The researcher will easily find many, many more quotations from
Franklin, Jefferson, Monroe, Theodore Roosevelt, Lincoln, and many
other Founding Fathers and presidents, as well as governors and other
civic leaders, all speaking of the need to wipe out the Indigenous
population of the continent.
“The
only good Indians I ever saw were dead.” – General Phil Sheridan
“Damn
any man who sympathizes with Indians. I have come to kill Indians,
and believe it is right and honorable to use any means under god’s
heaven to kill Indians! Scalps are what we are after… I long to be
wading in gore!” – Rev. John M. Chivington, co-founder of the
University of Denver and leader of the Sand Creek Massacre
"Civilization
or death to all American savages." – Major James Norris
“Discovery
gave an exclusive right to extinguish the Indian title of occupancy,
either by purchase or by conquest.” – Chief Justice John Marshall
“The
immediate objectives are the total destruction and devastation of
their settlements and the capture of as many prisoners of every age
and sex as possible. It will be essential to ruin their crops in the
ground and prevent their planting more.” – General George
Washington, orders to troops, 1779 [Those captured prisoners of every
age and sex were then sold as slaves to the West Indies.]

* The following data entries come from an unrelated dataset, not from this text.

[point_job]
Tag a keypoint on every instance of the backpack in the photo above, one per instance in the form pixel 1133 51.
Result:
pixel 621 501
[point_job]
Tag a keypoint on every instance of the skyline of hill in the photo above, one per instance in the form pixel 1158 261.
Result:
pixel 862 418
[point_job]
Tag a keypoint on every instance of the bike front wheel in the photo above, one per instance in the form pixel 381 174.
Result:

This erasure of the destruction of the Indigenous peoples of the Americas is a pervasive problem in this country. Witness the proponents of the virgin soil thesis of the past century, who were the modern versions of the Puritans rejoicing, after one massacre, that they hadn’t had to commit another due to disease and starvation, thanks to the mighty hand of God. The history of this country is a history of broken treaties with Indian nations, a history of massacres and forced removals that killed many thousands, a history of continuous greed for the land and other possessions of the Indigenous people and violence and wars to obtain what was so desired. The history of this country is a history of theft and slavery, a history of prisoner of war camps called reservations (that Hitler studied and used as models for his concentration camps—he admired the efficiency of the U.S. genocide of its Native population and emulated it in his own Final Solution), a history of official bounties on Indian heads, skins, and scalps. The history of this country is a history of kidnapping children and imprisoning them in boarding “schools,” rife with physical and emotional abuse—“Kill the Indian to save the man!”—a history of forced sterilization and medical experimentation without consent. If you look at it openly, it adds up to something that can hardly be called anything but ethnic cleansing and genocide.
So,
of course, as a country, we don’t look at it openly—and when
someone forces us to face it, we cry, “Not true! Get over it!

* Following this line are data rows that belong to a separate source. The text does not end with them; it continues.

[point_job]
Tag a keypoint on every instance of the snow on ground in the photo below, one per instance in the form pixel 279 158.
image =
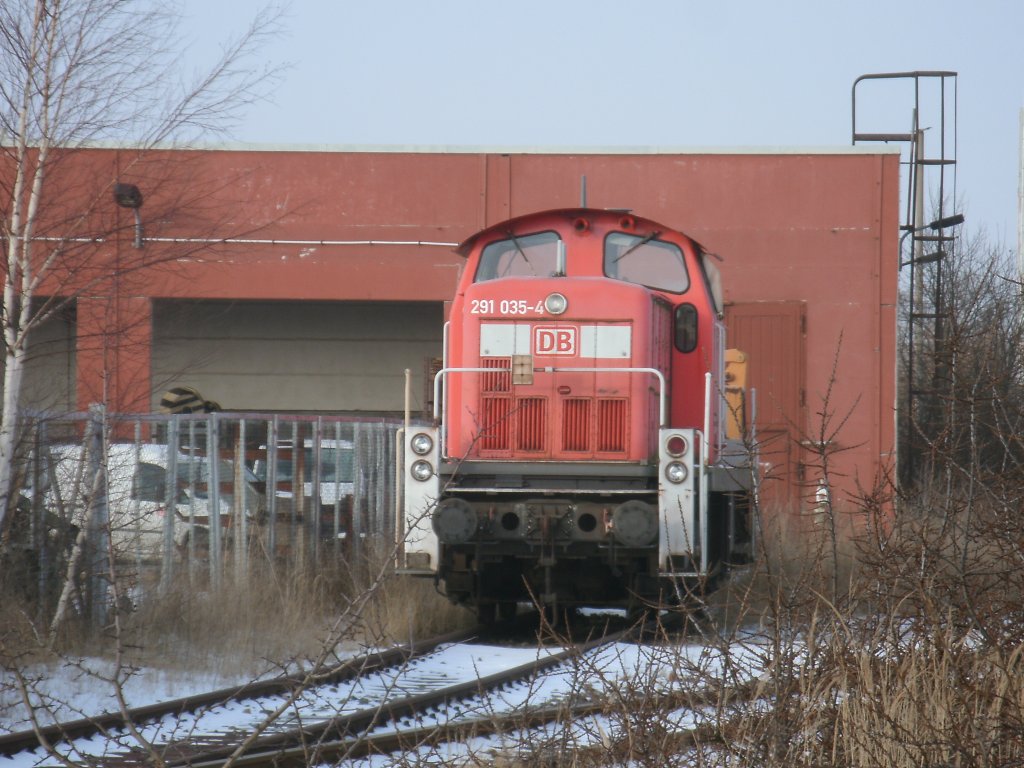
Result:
pixel 77 690
pixel 80 688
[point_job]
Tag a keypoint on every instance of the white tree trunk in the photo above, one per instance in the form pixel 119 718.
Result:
pixel 8 426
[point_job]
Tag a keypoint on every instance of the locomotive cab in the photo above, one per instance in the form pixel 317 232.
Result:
pixel 578 453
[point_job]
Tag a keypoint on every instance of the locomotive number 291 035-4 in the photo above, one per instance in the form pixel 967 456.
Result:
pixel 505 306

Victim studies! PC,” anything we can to make the awful truth go
away and be buried once again. Still, it happened, and the results of
it remain with us, especially embedded in Native communities and
lives. American popular culture is still in the grip of Manifest
Destiny and “the only good Indian is a dead Indian” with the
enshrinement of the Hollywood Western as one of our great art forms.

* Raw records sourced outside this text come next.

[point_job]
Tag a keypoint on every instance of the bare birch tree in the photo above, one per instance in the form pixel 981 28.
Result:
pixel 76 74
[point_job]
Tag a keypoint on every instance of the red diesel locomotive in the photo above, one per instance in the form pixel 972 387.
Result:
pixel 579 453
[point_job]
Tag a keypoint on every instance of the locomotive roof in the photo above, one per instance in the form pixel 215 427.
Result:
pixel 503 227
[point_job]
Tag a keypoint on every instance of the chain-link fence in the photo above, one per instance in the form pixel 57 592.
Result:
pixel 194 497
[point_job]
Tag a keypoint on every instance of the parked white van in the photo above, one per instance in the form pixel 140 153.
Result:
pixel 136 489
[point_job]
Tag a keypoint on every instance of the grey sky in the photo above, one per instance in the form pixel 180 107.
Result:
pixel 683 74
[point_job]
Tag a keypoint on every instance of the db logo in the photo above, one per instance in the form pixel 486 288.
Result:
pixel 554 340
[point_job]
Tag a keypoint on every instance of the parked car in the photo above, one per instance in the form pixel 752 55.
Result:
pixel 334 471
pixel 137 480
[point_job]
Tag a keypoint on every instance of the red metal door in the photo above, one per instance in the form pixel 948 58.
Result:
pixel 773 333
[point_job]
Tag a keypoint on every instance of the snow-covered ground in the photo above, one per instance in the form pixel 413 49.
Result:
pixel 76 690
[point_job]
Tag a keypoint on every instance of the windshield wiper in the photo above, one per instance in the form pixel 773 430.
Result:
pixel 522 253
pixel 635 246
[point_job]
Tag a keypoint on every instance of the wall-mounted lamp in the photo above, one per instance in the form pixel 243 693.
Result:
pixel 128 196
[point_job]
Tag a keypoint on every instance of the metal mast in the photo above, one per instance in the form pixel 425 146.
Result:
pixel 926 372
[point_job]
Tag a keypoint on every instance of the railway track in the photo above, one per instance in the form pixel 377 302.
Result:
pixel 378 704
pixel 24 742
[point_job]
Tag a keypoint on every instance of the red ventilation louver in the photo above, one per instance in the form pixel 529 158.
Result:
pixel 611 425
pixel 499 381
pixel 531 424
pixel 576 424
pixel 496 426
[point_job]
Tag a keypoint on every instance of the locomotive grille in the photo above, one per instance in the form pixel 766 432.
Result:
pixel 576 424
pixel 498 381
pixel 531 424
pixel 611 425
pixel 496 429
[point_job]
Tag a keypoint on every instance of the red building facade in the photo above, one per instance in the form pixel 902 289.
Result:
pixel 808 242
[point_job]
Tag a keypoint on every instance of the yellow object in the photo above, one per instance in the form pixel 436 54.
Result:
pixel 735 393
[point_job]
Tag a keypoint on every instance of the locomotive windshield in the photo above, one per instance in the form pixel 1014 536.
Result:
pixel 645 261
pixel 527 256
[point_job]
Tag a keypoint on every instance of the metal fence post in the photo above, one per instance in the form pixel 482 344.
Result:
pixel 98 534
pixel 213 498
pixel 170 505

I would hope for better from academia, however, where the truth is
supposed to have value above belief in American exceptionalism, but I
am often disappointed.
This
situation is a perfect example of why we need ethnic studies
classes—and why they should be part of the required core of classes
and not electives that only a few students will take. Our citizens
need to know our history, to know what we’ve done as a country, to
know how we got here today, to know the truth and not the
photoshopped Hollywood version of who we really are. Without that
knowledge, we will continue to make the same mistakes, doomed to
repeat the past we choose not to know.